Treatment urged to aid ailing river

00:13, Feb 05 2014
Maitai River
TOXIC PROBLEM: An algae warning sign on the Maitai River.

The Cawthron Institute says that aerating the Maitai Reservoir is the best option to improve the declining water quality of Nelson's Maitai River, and that it could be done for $70,000 or less.

The city council's resource consents for the reservoir expire in 2017, 30 years since it built the controversial earth dam on the river's North Branch to ensure a reliable water supply for Nelson.

Last year it commissioned a series of reports from Cawthron, the independent Nelson-based science institute with an international reputation for its work on water quality.

This dovetails with growing concerns around the greater presence of deadly cyanobacteria in the river, continuing problems with sewage intrusion in the lower reaches and the formation of a new group aiming to help restore and protect the river, Friends of the Maitai.

Cawthron's scientists conclude in the reports that the effects of forestry and faecal contamination from human waste are the two biggest threats to the river.

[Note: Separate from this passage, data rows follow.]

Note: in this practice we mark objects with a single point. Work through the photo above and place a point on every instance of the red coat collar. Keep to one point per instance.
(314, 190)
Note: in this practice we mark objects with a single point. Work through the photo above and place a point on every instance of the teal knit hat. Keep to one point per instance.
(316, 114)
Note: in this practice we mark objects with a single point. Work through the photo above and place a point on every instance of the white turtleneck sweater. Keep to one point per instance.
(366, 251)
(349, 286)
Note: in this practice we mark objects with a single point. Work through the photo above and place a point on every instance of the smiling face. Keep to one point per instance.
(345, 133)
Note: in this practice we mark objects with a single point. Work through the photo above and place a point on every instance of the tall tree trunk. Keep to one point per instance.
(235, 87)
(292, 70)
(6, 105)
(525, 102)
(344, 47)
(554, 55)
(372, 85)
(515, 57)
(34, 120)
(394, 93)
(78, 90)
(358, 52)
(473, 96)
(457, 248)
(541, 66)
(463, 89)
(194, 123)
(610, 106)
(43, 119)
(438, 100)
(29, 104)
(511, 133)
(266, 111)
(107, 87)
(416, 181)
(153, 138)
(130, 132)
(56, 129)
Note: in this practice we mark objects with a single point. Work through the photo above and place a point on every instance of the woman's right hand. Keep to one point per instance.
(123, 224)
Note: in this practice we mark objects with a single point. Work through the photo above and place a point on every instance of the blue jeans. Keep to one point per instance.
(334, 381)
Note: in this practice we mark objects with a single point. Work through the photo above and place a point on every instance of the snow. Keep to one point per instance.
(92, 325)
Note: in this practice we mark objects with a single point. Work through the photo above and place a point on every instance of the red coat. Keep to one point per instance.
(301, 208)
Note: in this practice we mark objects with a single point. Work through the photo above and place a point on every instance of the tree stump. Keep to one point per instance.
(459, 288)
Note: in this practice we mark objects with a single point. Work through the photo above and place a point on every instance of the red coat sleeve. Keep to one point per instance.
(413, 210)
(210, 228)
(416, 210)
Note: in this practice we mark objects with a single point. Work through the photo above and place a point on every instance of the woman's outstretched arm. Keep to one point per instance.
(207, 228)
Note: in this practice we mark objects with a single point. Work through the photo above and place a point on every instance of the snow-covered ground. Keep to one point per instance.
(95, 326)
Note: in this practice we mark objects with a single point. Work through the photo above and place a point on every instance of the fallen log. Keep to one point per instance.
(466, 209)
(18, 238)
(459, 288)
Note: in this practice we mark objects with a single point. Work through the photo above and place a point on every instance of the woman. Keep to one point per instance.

They say the impact of the Maitai Dam is likely to be "comparatively minor" compared to the other pressures.


But their report on the dam's impact lists three "specific ecological issues" arising from the dam: higher concentrations of naturally occurring heavy metals, restricted passage for trout and native fish, and changes in water chemistry that potentially favour cyanobacteria, the cause of a number of dog deaths and repeated warnings against swimming.

A report on options for improving water quality says the reservoir could be aerated with a United States system costing $60,000-$70,000, plus installation and running costs, with the possibility of more cost-effective options within New Zealand.

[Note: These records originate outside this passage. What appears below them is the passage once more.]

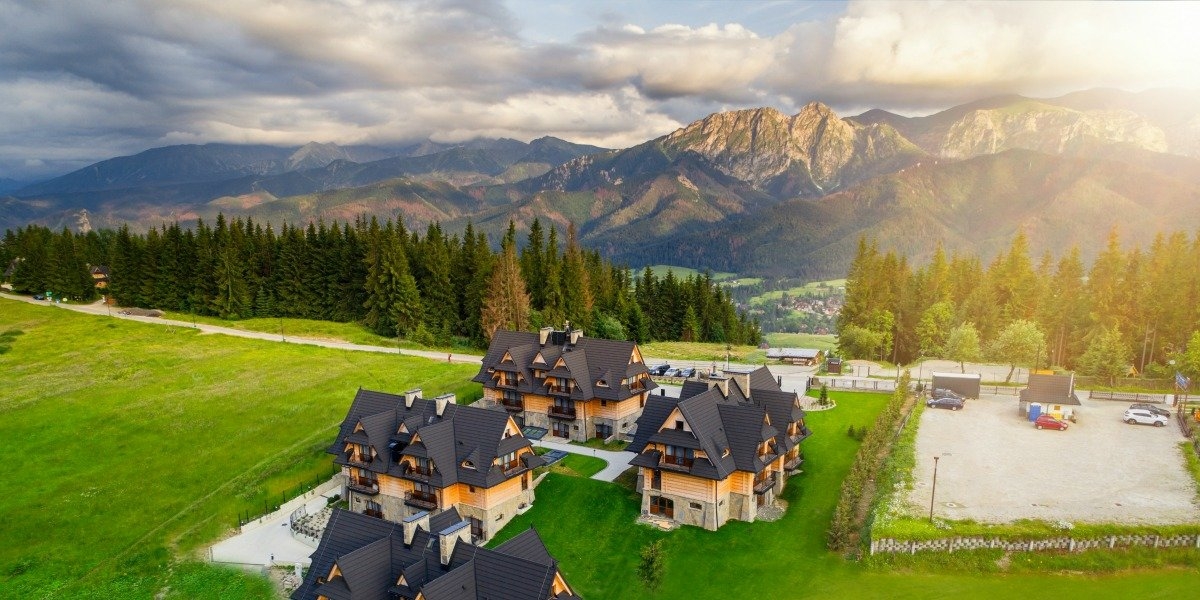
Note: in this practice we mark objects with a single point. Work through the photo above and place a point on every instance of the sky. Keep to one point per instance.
(82, 81)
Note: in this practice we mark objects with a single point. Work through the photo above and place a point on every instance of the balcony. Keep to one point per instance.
(761, 486)
(423, 501)
(359, 460)
(418, 473)
(557, 412)
(677, 462)
(364, 485)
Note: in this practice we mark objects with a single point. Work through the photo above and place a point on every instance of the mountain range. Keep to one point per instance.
(751, 191)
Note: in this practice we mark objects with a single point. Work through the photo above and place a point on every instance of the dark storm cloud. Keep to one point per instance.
(88, 79)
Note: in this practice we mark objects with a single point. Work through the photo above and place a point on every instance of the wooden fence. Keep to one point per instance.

Such a system would mix the layers of water in the reservoir, re-oxygenate the lower levels and alleviate the problem of micronutrients being released from the reservoir sediments in times of low oxygen, to be eventually discharged into the river.

Cyanobacteria is known to have killed dogs exposed to it in the Maitai, Waimea and Takaka rivers, and around the country. They are drawn to the pungent mats it forms when it blooms and becomes toxic, and there is concern that people, especially children, could be badly affected if they ingest any while swimming.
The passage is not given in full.